In case of the density scaling, the amplitude will vary with window length, as the longer the window the higher the frequency resolution e.g. the \Delta_f is smaller. Since the estimated density is the average one, the smaller the \Delta_f the less zero energy is considered in the averaging.
As you have mentioned spectrum scaling is an integration of the energy density over the spectrum to produce the energy. Therefore, the integration over zero values does not affect the final value.
Fourier transform actually requires finite energy in an infinite duration of time series (like a decay). So, If you just make your time series sample longer by "duplicating", the energy will be infinite with an infinite duration.
My main confusion was on the "spectrum" option for scipy.signal.periodogram, which seems to create a constant energy spectrum even when the time series become longer.
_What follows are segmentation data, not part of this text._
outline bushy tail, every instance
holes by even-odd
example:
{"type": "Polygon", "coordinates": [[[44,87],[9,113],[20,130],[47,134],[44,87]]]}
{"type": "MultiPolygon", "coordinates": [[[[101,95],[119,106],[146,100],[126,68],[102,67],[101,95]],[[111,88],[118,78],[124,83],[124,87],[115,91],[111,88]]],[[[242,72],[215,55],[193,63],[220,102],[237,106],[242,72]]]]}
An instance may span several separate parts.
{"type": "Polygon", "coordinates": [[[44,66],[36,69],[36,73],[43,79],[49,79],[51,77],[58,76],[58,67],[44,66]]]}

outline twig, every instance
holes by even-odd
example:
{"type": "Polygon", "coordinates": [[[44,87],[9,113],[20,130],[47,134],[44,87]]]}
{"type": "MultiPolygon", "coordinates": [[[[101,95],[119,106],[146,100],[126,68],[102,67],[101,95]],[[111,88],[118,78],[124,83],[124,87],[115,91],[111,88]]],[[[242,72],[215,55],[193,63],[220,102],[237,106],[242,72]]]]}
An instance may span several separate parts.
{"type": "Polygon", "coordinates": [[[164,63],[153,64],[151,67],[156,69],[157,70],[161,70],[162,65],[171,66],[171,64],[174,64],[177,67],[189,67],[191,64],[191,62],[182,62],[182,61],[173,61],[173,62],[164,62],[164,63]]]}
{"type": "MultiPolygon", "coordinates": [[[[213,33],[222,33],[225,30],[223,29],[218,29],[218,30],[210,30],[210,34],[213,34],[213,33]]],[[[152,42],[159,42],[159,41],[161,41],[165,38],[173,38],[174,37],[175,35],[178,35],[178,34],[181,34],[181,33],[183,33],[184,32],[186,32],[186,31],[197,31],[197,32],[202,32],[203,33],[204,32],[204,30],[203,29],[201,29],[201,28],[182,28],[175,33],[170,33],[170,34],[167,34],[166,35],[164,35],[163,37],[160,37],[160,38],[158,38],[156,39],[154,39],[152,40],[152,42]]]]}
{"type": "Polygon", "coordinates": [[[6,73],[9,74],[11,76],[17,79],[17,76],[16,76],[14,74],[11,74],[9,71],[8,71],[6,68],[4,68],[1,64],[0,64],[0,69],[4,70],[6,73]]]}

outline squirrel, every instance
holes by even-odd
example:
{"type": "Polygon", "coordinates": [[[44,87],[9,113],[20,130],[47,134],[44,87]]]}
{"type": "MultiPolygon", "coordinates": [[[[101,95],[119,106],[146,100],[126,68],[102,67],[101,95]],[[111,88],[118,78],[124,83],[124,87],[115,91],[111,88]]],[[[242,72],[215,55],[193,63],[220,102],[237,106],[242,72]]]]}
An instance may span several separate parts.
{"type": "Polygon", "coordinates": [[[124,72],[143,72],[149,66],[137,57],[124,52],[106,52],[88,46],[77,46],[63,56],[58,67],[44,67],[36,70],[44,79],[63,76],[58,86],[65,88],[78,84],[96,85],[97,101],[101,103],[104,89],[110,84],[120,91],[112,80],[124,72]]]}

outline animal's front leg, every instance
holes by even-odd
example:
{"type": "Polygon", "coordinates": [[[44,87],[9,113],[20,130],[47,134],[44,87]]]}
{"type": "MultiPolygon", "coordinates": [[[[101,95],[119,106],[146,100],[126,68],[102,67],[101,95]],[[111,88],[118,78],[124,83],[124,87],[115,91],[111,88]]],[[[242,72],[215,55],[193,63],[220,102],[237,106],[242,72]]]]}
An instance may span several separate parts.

Normally, 0.5*A^2=S(f)*delta_f, where S(f) is the power density spectrum. S(f)*delta_f, representing energy is constant if A is constant. But when using a longer duration of time series, delta_f (i.e. incremental frequency) is reduced accordingly, based on FFT procedure. For example, 100s time series will lead to a delta_f=0.01Hz, while 1000s time series will have a delta_f=0.001Hz. S(f) representing density will accordingly change.